Salil Shetty s’est également rendu dans le quartier informel de Manshiyet Nasr, dans l’agglomération du Caire, et y a rencontré des résidents de zones « insalubres », menacés par des effondrements et des expulsions forcées.

Des habitants de ces secteurs ont dit à Amnesty International combien ils se sentaient impuissants et abandonnés, et expliqué comment sous l’ancien régime ils subissaient tortures et humiliations aux mains de la police locale, ce qui les a poussés à prendre part au soulèvement.

« La grande majorité des personnes tuées ou blessées lors de la " révolution du 25 janvier " étaient issues de milieux défavorisés », a conclu Salil Shetty.

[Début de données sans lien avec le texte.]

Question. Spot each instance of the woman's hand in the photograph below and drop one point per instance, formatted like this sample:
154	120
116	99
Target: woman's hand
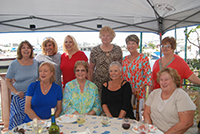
20	94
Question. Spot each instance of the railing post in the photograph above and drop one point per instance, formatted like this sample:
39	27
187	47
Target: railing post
5	101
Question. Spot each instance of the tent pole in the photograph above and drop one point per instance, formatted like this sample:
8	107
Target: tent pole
175	38
160	44
185	50
185	45
140	42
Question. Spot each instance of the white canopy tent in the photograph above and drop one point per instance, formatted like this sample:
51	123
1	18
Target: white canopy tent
156	16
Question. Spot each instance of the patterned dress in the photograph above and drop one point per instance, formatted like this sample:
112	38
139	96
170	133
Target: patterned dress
74	100
137	72
102	61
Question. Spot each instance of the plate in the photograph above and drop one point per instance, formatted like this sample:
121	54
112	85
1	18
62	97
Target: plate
152	129
68	118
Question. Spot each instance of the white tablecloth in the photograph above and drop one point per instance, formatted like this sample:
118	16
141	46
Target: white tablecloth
93	124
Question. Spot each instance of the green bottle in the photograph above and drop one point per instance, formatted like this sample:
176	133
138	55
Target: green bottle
53	129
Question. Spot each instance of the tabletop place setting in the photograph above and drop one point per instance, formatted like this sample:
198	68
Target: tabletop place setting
87	124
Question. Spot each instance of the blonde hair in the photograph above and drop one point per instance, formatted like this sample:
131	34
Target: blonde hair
107	29
51	40
132	37
52	69
174	74
83	63
75	48
19	54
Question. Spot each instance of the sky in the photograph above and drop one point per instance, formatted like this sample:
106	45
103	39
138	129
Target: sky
90	37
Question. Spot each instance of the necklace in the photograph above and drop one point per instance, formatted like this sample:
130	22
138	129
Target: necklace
107	54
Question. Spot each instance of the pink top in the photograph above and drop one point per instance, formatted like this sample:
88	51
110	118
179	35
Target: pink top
178	63
67	65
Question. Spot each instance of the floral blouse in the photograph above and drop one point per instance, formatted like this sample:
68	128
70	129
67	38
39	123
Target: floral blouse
74	100
137	72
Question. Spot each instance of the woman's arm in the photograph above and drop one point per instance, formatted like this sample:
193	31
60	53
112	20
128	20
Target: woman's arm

« Bien que l’Égypte connaisse une période de transition, cela ne diminue en rien l’urgence qu’il y a à répondre aux besoins des personnes qui luttent pour vivre dans la dignité ou pour soutenir leur famille financièrement. »

Complément d’information

Salil Shetty devait rencontrer Yehia el Gamal, le vice-Premier ministre, peu avant son départ dimanche 26 juin. Il a également rendu visite à Amr Mousa, le secrétaire général de la Ligue arabe, samedi 25 juin dans la matinée. Il a longuement échangé avec des organisations et militants défendant les droits humains.